Like many voters, I’ve never been a huge Hillary Clinton fan. She comes across as stiff, robotic, distant—the cold polar opposite of her I Feel Your Pain husband, a wet blanket contrast to Fired Up Obama, an overly rehearsed and polished foil for Revolutionary Sanders.
As a woman, a mother, a Democrat, a daughter of a woman who graduated from Wellesley around the same time as Hillary Clinton—and especially as a feminist—I wanted so much for Hillary to be my candidate. I wanted to feel the call to rally hard for the most qualified presidential contender in history, to make calls and put up signs and get into fights with relatives on behalf of this strong, powerful woman.
But remember the 2008 New Hampshire primary debate where Obama damned Hillary with faint praise by quipping—unconvincingly—that she was “likeable enough”? Despite Hillary Clinton’s qualifications, her brilliance, her tenacity, and her rainbow wardrobe of pantsuits, I’ve never found her likable enough to be excited about her candidacy—until two nights ago.
Two nights ago I was perched on a stool at a local whiskey bar with a man I’d matched with on Tinder. All I really knew about him going in was that he was (self-reportedly) 6 feet tall, not currently married, and not into polyamory—a surprisingly rare breed, it turns out.
We awkwardly shook hands, then he kicked off the conversation by accusing me of being an “extremely aggressive texter.” I’m still not positive what he meant, but I think maybe he was referring to the fact that I type fast? Or that I use complete sentences when perhaps an emoji would suffice? Or—surely not in 2016—that I’d texted him first? The conversation went on to cover his siblings, his young adulthood, his college years, his former job, his experience being catfished by a (self-reported) porn star.
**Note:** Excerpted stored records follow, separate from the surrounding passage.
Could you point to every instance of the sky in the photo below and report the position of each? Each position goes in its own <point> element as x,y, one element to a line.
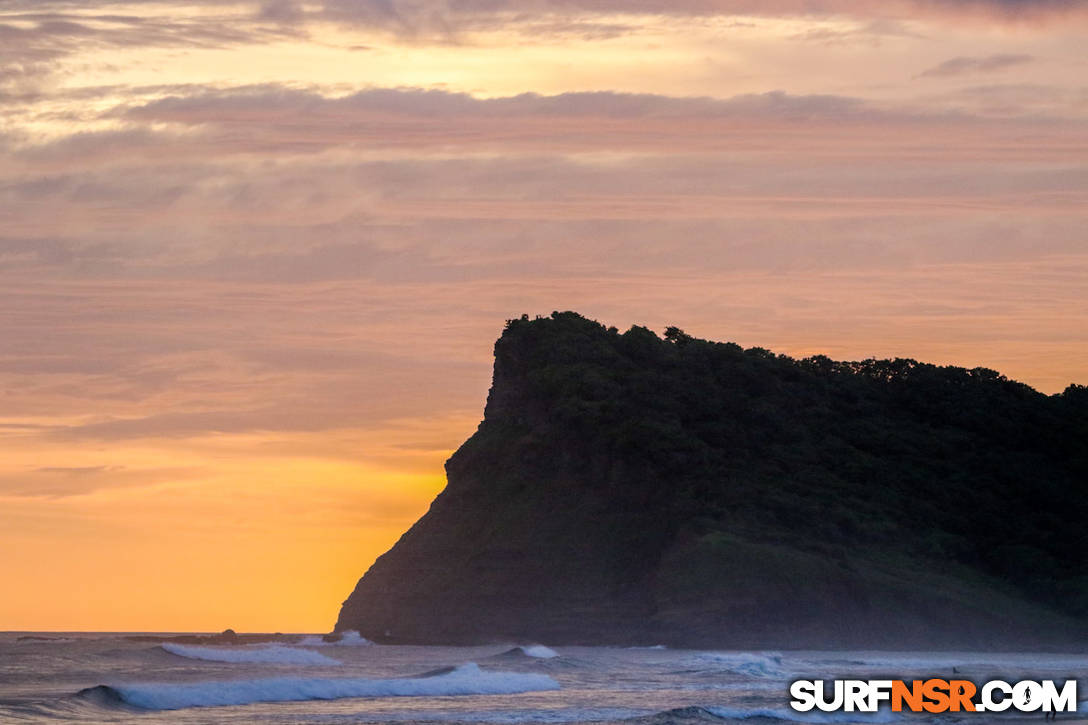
<point>254,256</point>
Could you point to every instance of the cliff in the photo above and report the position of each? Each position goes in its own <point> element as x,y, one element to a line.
<point>625,489</point>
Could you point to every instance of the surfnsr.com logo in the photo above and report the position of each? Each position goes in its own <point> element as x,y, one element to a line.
<point>934,696</point>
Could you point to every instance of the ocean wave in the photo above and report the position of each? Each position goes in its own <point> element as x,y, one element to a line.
<point>752,664</point>
<point>466,679</point>
<point>814,716</point>
<point>262,654</point>
<point>349,638</point>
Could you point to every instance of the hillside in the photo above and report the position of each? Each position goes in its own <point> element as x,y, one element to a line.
<point>628,489</point>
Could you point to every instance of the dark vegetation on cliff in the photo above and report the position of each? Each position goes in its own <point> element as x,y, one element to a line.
<point>629,489</point>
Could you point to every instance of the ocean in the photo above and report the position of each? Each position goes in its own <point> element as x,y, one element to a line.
<point>111,678</point>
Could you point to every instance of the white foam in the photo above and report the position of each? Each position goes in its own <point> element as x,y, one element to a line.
<point>814,716</point>
<point>466,679</point>
<point>260,654</point>
<point>753,664</point>
<point>540,651</point>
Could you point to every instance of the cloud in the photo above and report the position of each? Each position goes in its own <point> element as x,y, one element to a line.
<point>64,481</point>
<point>964,64</point>
<point>445,19</point>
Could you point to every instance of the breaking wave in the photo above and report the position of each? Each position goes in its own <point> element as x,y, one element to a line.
<point>263,654</point>
<point>349,638</point>
<point>753,664</point>
<point>466,679</point>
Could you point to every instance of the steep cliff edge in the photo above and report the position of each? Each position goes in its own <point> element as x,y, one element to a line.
<point>626,489</point>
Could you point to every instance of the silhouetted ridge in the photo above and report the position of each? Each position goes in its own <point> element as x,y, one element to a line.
<point>628,489</point>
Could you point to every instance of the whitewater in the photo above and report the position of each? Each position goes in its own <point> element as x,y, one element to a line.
<point>110,678</point>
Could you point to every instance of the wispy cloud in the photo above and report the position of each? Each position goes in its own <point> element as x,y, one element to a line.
<point>964,65</point>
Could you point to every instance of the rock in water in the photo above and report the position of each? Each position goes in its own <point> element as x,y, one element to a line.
<point>623,489</point>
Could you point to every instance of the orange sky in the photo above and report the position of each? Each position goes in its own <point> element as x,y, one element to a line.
<point>254,256</point>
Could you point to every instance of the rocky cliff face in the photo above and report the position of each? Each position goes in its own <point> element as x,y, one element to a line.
<point>625,489</point>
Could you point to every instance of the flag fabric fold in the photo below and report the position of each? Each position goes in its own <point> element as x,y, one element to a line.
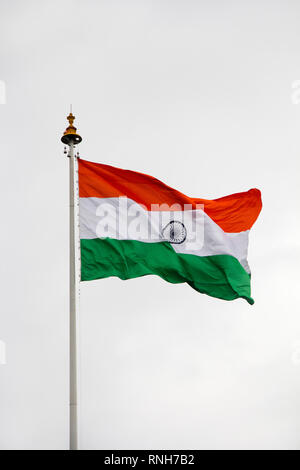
<point>132,225</point>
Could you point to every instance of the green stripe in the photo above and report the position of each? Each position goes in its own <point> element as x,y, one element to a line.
<point>220,276</point>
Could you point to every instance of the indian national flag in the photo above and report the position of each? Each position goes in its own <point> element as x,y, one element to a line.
<point>132,224</point>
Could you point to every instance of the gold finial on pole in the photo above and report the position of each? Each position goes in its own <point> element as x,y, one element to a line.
<point>70,135</point>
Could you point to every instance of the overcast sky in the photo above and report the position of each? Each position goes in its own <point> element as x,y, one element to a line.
<point>200,95</point>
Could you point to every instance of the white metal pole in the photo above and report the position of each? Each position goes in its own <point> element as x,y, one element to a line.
<point>74,286</point>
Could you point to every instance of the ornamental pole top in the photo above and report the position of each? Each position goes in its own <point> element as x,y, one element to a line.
<point>70,135</point>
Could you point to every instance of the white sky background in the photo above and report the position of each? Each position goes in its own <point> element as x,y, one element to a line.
<point>198,94</point>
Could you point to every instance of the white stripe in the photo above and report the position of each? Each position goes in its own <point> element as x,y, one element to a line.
<point>124,219</point>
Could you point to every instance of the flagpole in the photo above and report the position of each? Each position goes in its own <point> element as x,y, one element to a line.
<point>71,138</point>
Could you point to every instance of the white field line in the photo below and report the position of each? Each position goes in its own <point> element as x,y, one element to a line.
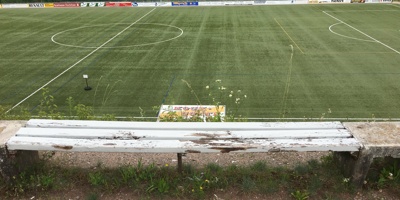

It was one of those dates that made me wish I had a giant red ABORT! button I could push that would open up a flap in the floor to send my date down the chute with all the other bad eggs a là Veruca Salt in Willy Wonka. Instead, I drank.
One and a half barrel-aged Manhattans in, I found my voice. Apropos of nothing I said, “Tell me you’re not voting for Donald Trump.”
He laughed. “Trump? No. I won’t vote for Trump, but I’m definitely not voting for Bitch Clinton. Bitch Clinton? No way.”
And that was the moment Hillary became my candidate.
Because here’s the thing about misogyny: it’s often quite subtle and insidious, and when you accuse people of it it’s easy to come across as, um, aggressive. Or a bitch.
But right now in America a virulent and un-subtle form misogyny is alive and well, and it’s not just Donald Trump. Misogyny is a bumper sticker that says “Monica Sucks / Hillary Blows.” Misogyny is a campaign button that reads “I’m not voting for Monica Lewinsky’s Ex-Boyfriend’s Husband.” Misogyny is a t-shirt declaring “I believe Hillary can make this country what it once was—an arctic region covered with ice.” Hillary Clinton may not be warm and fuzzy, but she’s going to be one hell of a President of this diverse, pluralistic, always progressing, deeply complicated country of ours. And for that reason alone she’s pretty damn loveable.